Le temps liturgique

Vous aurez peut-être remarqué que dans les articles consacrés à la liturgie, un mot revient régulièrement : le temps. Il y a des temps différents au cours de la messe, des temps dans la semaine, des temps dans l’année. Le temps revient tout le temps !

Deux temps, trois mouvements

Qu’est-ce que le temps, me demanderez-vous ? Aaaaargh ! Vaste question sur laquelle se sont penchés moult physiciens et philosophes. Le dictionnaire le définit comme « un milieu infini dans lequel se succèdent les événements », le « mouvement ininterrompu par lequel le présent devient le passé, considéré souvent comme une force agissant sur le monde, sur les êtres ». Il y a le temps qu’on gagne, qu’on perd ou qu’on tue ; le temps qui fait son œuvre et qui efface les peines comme les joies ; le temps qui passe (le temps linéaire) et celui qui revient (le cycle du temps) ; les temps et les demi-temps signifiés noir sur blanc sur une partition, et mis en sons par l’instrument. Quelque soit l’angle sous lequel on l’aborde, le temps est lié au mouvement, au changement ; il en est même la condition.

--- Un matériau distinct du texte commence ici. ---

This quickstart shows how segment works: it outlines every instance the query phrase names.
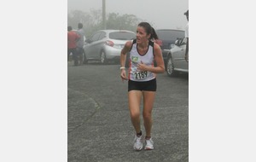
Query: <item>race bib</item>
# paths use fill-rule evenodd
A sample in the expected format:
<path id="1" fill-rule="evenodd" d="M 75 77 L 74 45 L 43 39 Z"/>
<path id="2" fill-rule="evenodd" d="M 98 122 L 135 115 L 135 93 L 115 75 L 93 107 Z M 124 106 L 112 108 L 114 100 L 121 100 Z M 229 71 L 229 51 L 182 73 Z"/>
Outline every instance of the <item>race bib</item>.
<path id="1" fill-rule="evenodd" d="M 148 72 L 135 72 L 133 75 L 135 79 L 141 80 L 148 77 Z"/>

Au commencement, Dieu créa … le temps ! Et oui, la première chose que Dieu crée, c’est le temps. Avant le ciel et la terre, avant la lumière et les ténèbres, il crée le temps. Au commencement … ce fut le premier jour … le deuxième jour … tout ça, c’est du temps. Pas de matière sans temps, pas de vie terrestre sans temps.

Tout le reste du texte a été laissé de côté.